In February this year, as part of the public consultation process associated with commenting on the draft surrogacy bill, I raised a number of issues. My letter was sent to The Director, Office of Legislation Development and Review c/o the Department of Justice. My five page letter outlining what I consider 11 significant issues was not even acknowledged. So be it.
However, what is concerning is that the bill, in my view, is fundamentally flawed. So what are some of the issues? I have already mentioned that leaving such a complex and potentially highly emotional arrangement to some oral understanding between the parties is extremely problematic. Leaving such a matter to individual and collective memories seems to be a recipe for disaster.
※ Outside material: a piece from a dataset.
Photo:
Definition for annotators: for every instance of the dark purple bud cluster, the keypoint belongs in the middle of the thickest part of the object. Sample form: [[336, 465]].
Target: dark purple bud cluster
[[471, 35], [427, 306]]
The bill in its current form prohibits commercial surrogacy arrangements – a position I agree with. However, the bill leaves it wide open for individuals and couples to travel overseas and procure a child via a commercial surrogacy arrangement. The whole integrity of the policy position that rejects the concept of commercial surrogacy is undermined by this key flaw.
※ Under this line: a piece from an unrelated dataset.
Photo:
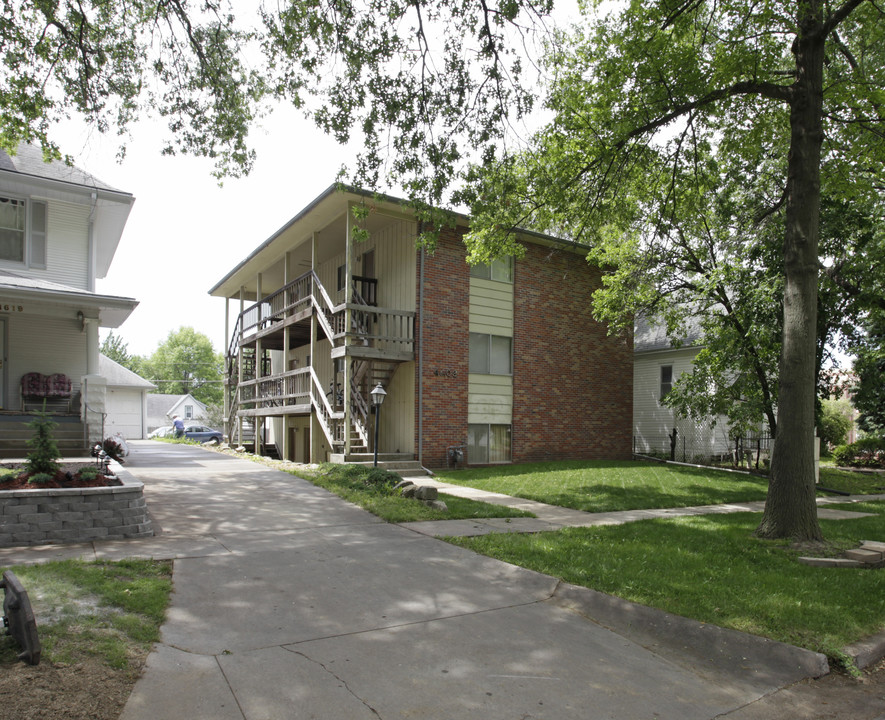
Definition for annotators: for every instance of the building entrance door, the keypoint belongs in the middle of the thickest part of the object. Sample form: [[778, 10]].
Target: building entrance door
[[3, 363]]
The NSW Parliament last year when legislating on surrogacy, incorporated a specific provision that addressed this issue. By specifically doing so, the Parliament fortified the principle of rejecting commercial surrogacy; a principle that underpins the Commonwealth’s Standing Committee of Attorneys-General recommendations, that deal with surrogacy.
Some other Australian jurisdictions provide in their legislation that all prospective surrogate women must have carried at least one previous child to term before being eligible to enter into a pre-conception surrogacy arrangement. Indeed the Select Committee itself made this one of their specific recommendations. The bill is silent on the matter. Why?
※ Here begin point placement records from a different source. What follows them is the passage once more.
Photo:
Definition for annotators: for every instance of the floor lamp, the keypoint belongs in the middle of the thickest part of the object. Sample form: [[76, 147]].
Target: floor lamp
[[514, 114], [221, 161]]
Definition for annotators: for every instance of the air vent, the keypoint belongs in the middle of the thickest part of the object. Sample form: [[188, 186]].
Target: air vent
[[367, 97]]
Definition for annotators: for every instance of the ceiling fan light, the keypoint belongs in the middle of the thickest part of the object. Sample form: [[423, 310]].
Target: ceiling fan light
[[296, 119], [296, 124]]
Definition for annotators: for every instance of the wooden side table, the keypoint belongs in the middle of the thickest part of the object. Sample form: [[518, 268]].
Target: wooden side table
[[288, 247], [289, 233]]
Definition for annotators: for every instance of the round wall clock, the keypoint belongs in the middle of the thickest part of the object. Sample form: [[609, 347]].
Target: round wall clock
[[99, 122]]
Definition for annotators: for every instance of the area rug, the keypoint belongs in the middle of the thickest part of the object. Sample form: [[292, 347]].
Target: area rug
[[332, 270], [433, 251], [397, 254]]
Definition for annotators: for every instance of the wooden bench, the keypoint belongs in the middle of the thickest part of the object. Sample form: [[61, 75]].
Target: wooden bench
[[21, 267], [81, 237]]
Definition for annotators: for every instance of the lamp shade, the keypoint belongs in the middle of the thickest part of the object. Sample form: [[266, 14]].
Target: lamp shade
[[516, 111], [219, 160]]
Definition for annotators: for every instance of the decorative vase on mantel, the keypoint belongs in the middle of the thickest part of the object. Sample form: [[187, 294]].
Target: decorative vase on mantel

The question of the genuine independence of the counselling that the parties will undergo remains unclear. How independent would the counselling be if the counsellor was in some way connected with the practice of the doctor or specialist overseeing the surrogacy procedure? This is obviously a serious matter as the bill places some significance on counselling.
It can be argued that clause 39 of the bill is poorly drafted. The prohibition on advertising is clearly stated in the clause title but, the clause itself does not explicitly deal with the issue. Why would you make such an important piece of legislation for who knows how many children into the future, a lawyers’ picnic.
Given the nature of the matter being considered there is a strong argument that the Supreme Court should be the appropriate court to deal with the making of parentage orders with respect to surrogacy arrangements. The bill provides that the Magistrates Court (Children’s Division) will deal with parentage order applications.
The bill is also deficient in not providing conscientious objection rights to medical, nursing and allied health employees who do not wish to work in the area of surrogacy. Why should individuals who conscientiously object to medical practices like surrogacy be potentially forced to work in such areas? Have we as a society become so intolerant that we are prepared to steam-roll over an individual, notwithstanding their deeply held personal convictions?
I could go on with a number of other matters. They are all there for anybody who wishes to examine the bill. As an outsider looking in, it is a mystery why such an important bill falls so short of the mark. The parliamentary debates will hopefully shed some light on these matters. I also hope, particularly for the future children in Tasmania who are going to be born via surrogacy arrangements, that their dignity and human rights are accorded the respect that they deserve and are not subverted by the claims and wishes of adults.